Michael Keller: I would definitely recommend that they have some understanding of technology, including electronic drum pads and kits. Also, you have to cut across the full spectrum of all the legit percussion – timpani, mallets, all that – but you also really need to have some sense of hand drumming like djembe and some of the other African instruments. They require a certain level of expertise and a certain level of commitment to learn the techniques. These days, more and more drummers can really cut across the full percussion spectrum. In the past, this wasn’t the case.
Bob Pawlo: How important is it to pass the torch to the next generation?
Michael Keller: As this issue of Allegro comes out, I’ll be turning 67. In the last year or so, I’ve established a relationship with a young guitar player who’s played about a half-dozen shows for me now. His name is Michael Aarons, and he’s become pretty much my full-time associate in contracting. The job eats up most of your existence, and as I get older, I want to have a little more time for myself, for my wife, for my golf game. Michael is terrific and a great guitar player. If I could clone myself, I don’t think it would be as good a match as I have with him. Our sensibilities are the same, our thoughts about players and situations are very much in sync. He’s in his early 40s, and I’m bringing him along, and it’s really a great thing to see someone else getting it and getting it right.
Bob Pawlo: Is there anything in closing that you’d like to say to Local 802 members and to musicians around the world?

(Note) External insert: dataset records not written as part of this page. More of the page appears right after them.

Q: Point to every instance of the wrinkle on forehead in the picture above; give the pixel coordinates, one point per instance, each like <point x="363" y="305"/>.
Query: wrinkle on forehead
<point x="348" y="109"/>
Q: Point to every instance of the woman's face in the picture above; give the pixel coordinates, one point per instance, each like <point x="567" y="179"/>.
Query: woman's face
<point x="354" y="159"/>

Michael Keller: I remember when I would visit my kids’ school for “career day,” and I used to talk about doing music as a job. I always used to tell them the same thing, which is if you want to make a living as a musician, it’s what you have to do. You have to be a musician because you have a burning desire to do nothing else. I know so many people in the business who have degrees in journalism, sociology, math, whatever, but they all wound up being pulled back to being a musician. My advice to anybody who wants to be a musician is you must pay the price. You have to put in the time. You must listen to music. You have to practice. You have to be prepared. Sooner or later, the door will open. You’re going to get an opportunity, and you had better be prepared. The worst thing that could happen is to get the opportunity and not be ready. You have to learn all the related instruments. If you’re a reed player, and you want to make it in the Broadway pit, you’d better be a good doubler. You’d best strive to play the flute just as well as a legit flute player – and clarinet the same way. You have to put in the time and effort. This is New York. This is it. Broadway is the flagship of musical theatre. So, if you want to do it, and you want to do it here, you have to pay the price.